Class Activity, March 1

Part I: Wald test with Normal data

The purpose of this class activity is to check, with simulated data, whether the empirical type I error for a Wald test matches the theoretical type I error.

Suppose we observe data \(X_1,...,X_n \overset{iid}{\sim} N(\mu, \sigma^2)\). We wish to test \(H_0: \mu = \mu_0\) vs. \(H_A: \mu > \mu_0\), and we reject when \[Z_n = \frac{\sqrt{n}(\overline{X}_n - \mu_0)}{\sigma} > z_{\alpha}\]

Suppose that \(\mu_0 = 0\), \(n = 100\), \(\sigma = 1\), and \(\alpha = 0.05\).

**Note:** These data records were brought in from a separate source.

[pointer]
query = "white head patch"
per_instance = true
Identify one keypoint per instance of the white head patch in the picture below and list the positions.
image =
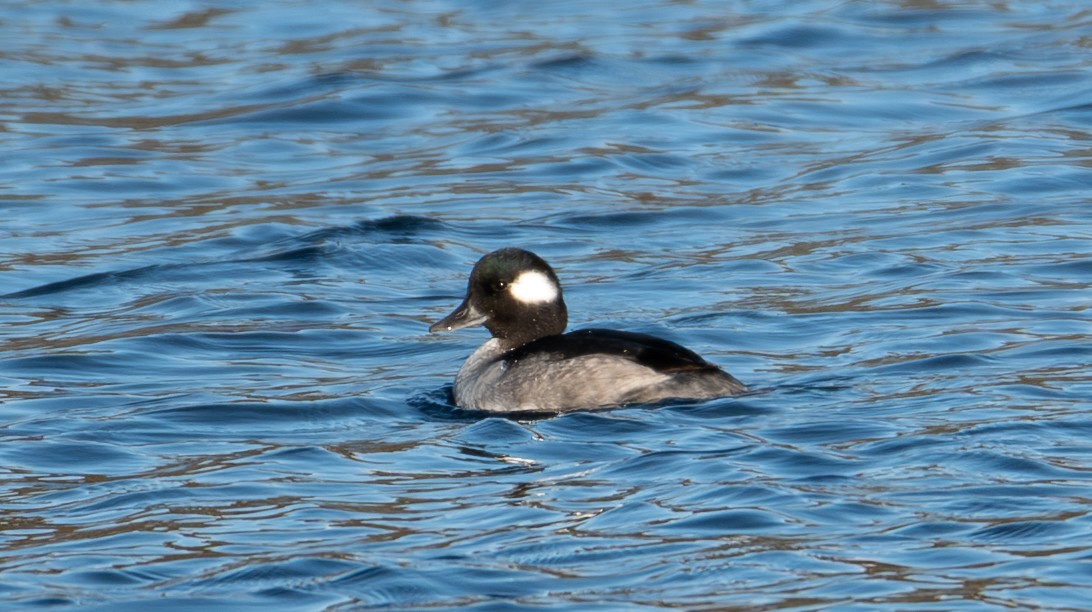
(534, 287)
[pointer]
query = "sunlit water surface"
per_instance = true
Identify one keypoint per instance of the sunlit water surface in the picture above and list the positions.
(225, 228)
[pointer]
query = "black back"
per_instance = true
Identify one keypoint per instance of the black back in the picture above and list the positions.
(656, 353)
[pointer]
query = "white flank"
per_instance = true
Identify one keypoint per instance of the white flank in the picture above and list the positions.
(534, 287)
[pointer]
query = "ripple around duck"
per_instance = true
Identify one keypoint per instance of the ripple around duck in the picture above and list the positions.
(224, 239)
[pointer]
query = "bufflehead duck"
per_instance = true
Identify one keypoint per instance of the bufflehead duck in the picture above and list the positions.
(530, 364)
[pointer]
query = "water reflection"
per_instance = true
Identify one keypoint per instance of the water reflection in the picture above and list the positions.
(226, 228)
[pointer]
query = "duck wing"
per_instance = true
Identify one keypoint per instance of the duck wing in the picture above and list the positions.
(656, 353)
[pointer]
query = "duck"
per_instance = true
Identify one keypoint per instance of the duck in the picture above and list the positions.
(531, 364)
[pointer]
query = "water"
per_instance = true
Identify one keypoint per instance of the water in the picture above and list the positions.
(226, 228)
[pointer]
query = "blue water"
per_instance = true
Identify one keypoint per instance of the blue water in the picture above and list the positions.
(224, 230)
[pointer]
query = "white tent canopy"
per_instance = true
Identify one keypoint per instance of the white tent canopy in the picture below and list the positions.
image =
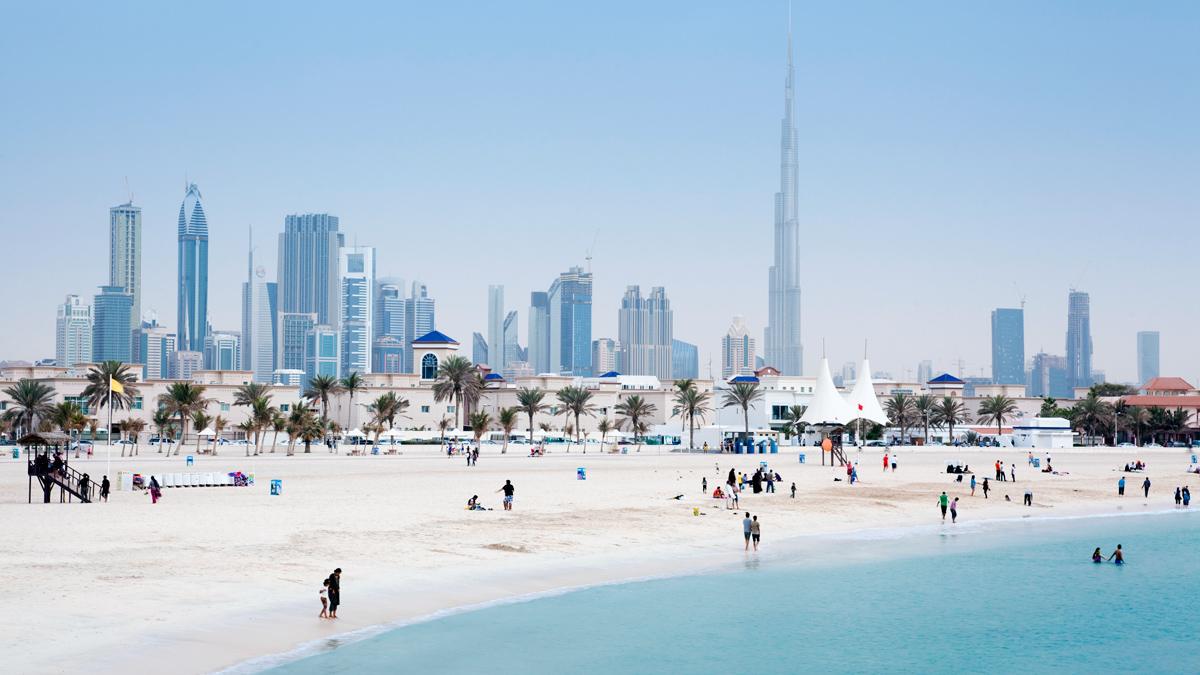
(827, 405)
(863, 401)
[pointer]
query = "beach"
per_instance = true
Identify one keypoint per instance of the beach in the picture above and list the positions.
(214, 577)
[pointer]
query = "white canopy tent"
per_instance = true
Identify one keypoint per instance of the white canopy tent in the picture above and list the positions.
(827, 405)
(863, 401)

Run the following code to empirically evaluate the type I error, and confirm it is approximately 0.05 (the true type I error really is 0.05 here, but you will get a number slightly different from 0.05 since we are running the simulation a finite number of times).

n <- 100
mu0 <- 0
sigma <- 1
alpha <- 0.05
nreps <- 5000
test_stats <- rep(0, nreps)
for(i in 1:nreps){
  x <- rnorm(n, mu0, sigma)
  test_stats[i] <- (mean(x) - mu0)/(sigma/sqrt(n))
}
mean(test_stats > qnorm(0.05, lower.tail=F))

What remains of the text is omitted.